疲れているときに作った料理を家族がどんなにおいしそうに食べてくれても、私の疲れは取れない。
疲れは取れないけれども、うれしいにはうれしい。
だから、特別娘たちからリクエストがあれば極力こたえたいとは思う。
もっとも、娘たちのリクエストは基本手の込んだメニューでないからこそ言えるのかもしれないけれども。
家庭内で料理を作る人間として、 これは非常に大きなジレンマだ。
私は、自分の作った料理を、おいしそうに食べてもらえると、単純にうれしい。
だから、逆に自分の作った料理を、残されたりして不評だったりすると、単純に悲しい。時に、怒りすら湧いてくる。
反対に、私の母は、自分の作った料理に、家族がどんなジャッジをしようと、目に見えて喜びもしなければ、悲しみもしない。当然起こりもあしない。
ただ、家族の体を考えて苦言を呈しはする。
母の場合、作る料理の基準は、家族の好き嫌いや好みは多少考慮はするものの、「自分がその時食べたいもの」を作るだ。

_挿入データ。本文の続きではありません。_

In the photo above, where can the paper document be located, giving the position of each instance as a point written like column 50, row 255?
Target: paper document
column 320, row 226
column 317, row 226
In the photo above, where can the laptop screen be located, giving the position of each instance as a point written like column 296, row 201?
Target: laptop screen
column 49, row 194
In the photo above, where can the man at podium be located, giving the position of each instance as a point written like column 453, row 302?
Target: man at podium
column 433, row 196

料理の腕のいい母だ。自分の料理で、自分が満足できるからこそ、料理そのものがあまり苦ではないのだという。おまけに、家族からの不満の声にいちいち心を乱しはしない。聞き流せる。故に今まで多くのストレスを抱えず主婦として料理を続けてこれたのだろう。
きっと、母の自己肯定感が高いからこそ、周囲の反応に振り回されないのだろう。
そんな母がとても羨ましく思う。
そんな母を見習いたいなと思うのだけれども、悲しいかな私にはそれができない。
だからこそ疲れた時に「さして自分は食べたくもない、けれども家族は食べたがっている料理」を作らねばならず、それが苦痛なのだ。
私の食事作りの苦痛は、そんな自己肯定感の低さも大いに影響しているように思える。自己肯定感が低いゆえに「自分が何を食べたいのか」を基準に料理できないのだ。

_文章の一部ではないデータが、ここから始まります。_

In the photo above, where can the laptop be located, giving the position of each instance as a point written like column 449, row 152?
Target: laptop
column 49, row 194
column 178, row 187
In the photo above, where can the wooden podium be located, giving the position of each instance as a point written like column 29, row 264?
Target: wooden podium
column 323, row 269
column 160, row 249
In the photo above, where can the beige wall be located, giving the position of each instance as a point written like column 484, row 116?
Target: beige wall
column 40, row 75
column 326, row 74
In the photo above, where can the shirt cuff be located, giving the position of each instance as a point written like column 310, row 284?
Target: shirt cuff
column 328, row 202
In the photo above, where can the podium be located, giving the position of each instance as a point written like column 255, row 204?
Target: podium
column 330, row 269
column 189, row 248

以前にも書いたが、近ごろは「自分が何を食べたいか」が本当にわからなくなってしまった。
「何を食べたい」の前に、
「手間がかからない」
「お金がかからない」
「家にある材料でできる」
などといった前提条件が頭をよぎってしまう。
次女が幼稚園に通いだしてからというもの、仕事をしていない日の昼食は自分の好きなもの自分のペースで食べれている。
であるにもかかわらず、「自分が心から食べたいもの」を食べれていないように思う。
そもそも、私が疲れているときは特に、食べたいものは、メニューに関係なく「自分以外の誰かが作ってくれたご飯」だったりする。
これはお金で解決もできるが、持続可能なものではない。非現実的だ。
だから私は「夫の作るご飯」にどうしても括ってしまう。
そうしても、夫も「私の作るご飯」に拘る。いや、スーパーの惣社や外食のハードルは私よりも断然に低い夫だ。拘ってはいない。いないけれども、「自分が料理をしない」には拘っているように、私には映る。
もしかしたら私も「夫の作るご飯」ではなくて「自分が料理をしない」に拘っていけなのかもしれない。
もっとも、その拘りが「私だけかなわない」からこそ、夫にいつもモヤモヤ、イライラするのだ。